In which the carpet shop has a visitor who wants Pat Rin to pay.

The discussion of how the dream adapts itself to the dreamer (and is not, for one thing, just restricted to “do you kill this person who is important to you?”) is reassuring in regard to the question of whether every one of the captured agents will be able to be offered a choice. But now I have another concern: The fact that many of the Department’s agents were bound unwillingly to a course and a goal they wouldn’t have chosen in their right minds doesn’t necessarily imply that there are no agents who would support the Department’s aims if given a free choice.

Quin’s story is a reminder of how long we’ve been following Korval’s recent history; “great-grandmother” sounds like such a long time ago, and I thought at first of some unknown ancestor, but count it back and it’s Chi yos’Phelium, whom we already know. (And that’s the second mention of her in two chapters. I don’t know if that’s going to be significant, or is just a coincidence.)

A garnet trade ring is pretty good; not the Master Trader’s amethyst, but only a few rungs below it.

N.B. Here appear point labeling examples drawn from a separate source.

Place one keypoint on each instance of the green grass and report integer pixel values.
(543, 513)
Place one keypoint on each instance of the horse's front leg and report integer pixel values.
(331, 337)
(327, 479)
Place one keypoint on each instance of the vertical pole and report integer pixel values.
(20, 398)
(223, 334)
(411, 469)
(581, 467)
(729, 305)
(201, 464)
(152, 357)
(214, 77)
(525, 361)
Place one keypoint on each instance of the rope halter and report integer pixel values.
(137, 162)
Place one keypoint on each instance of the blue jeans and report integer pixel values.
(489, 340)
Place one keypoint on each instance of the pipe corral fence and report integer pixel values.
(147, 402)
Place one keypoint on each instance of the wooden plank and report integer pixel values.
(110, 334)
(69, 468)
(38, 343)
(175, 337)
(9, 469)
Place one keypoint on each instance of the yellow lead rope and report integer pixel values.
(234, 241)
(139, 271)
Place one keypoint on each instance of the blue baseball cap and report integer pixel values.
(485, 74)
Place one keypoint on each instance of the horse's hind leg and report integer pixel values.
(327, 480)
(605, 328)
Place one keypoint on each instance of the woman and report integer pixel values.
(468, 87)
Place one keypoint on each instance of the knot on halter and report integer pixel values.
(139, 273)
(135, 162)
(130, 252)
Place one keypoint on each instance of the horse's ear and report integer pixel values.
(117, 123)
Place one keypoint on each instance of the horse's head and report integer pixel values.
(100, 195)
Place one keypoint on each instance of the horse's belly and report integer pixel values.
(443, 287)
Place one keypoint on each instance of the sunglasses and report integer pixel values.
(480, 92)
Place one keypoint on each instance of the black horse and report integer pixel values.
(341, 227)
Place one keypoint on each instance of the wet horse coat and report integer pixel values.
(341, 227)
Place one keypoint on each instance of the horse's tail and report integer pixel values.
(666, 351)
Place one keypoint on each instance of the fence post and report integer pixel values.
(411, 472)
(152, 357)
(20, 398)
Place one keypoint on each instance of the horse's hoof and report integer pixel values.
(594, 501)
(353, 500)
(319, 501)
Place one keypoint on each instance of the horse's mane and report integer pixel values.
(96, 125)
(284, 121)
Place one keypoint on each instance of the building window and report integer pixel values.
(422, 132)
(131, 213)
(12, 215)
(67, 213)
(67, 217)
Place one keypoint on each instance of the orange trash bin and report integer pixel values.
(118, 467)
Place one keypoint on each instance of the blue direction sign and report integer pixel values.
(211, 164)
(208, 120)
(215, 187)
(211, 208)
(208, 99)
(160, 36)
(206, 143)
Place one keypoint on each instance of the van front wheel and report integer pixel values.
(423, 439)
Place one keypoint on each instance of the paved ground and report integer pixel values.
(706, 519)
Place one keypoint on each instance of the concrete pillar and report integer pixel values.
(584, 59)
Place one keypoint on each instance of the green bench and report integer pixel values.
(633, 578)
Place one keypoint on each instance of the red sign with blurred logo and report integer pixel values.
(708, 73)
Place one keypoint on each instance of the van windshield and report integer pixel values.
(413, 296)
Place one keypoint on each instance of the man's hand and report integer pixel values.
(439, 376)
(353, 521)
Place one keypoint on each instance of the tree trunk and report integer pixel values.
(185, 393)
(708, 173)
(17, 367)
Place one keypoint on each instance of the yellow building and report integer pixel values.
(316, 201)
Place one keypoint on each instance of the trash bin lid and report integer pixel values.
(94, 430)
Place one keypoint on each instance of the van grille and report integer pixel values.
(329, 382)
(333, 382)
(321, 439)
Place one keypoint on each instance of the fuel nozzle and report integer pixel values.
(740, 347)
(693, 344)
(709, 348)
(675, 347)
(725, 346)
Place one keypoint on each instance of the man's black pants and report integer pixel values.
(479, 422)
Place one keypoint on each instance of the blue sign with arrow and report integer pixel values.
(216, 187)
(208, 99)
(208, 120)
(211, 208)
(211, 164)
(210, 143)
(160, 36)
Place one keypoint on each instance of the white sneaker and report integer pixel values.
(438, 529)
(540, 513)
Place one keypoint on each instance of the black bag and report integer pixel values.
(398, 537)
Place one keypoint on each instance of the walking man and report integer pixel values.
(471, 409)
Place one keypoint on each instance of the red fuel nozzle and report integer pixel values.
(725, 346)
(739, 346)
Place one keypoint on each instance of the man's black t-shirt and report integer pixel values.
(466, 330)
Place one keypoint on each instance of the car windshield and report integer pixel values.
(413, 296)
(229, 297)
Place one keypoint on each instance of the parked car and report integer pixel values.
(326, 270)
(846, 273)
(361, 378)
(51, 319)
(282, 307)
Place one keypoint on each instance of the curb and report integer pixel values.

Beslin vin’Tenzing’s attack would be a useful illustration in a discussion about why “revenge” is not always an appropriate synonym for “Balance”. It’s not a well-considered Balancing, even if one accepts that Pat Rin bears full responsibility for the people killed when he fired on Solcintra (and I think a full account of the responsibility there would need to consider the role of the Department, who chose to use those people as a human shield). If nothing else, it’s an attempt to redress vin’Tenzing’s losses that leaves out all the other people who sustained losses in the attack. There is more than one family that lost a child, and there’s only one Quin; they can’t all settle it by shooting him.

…though that doesn’t mean vin’Tenzing is going to be the only one to give it a try.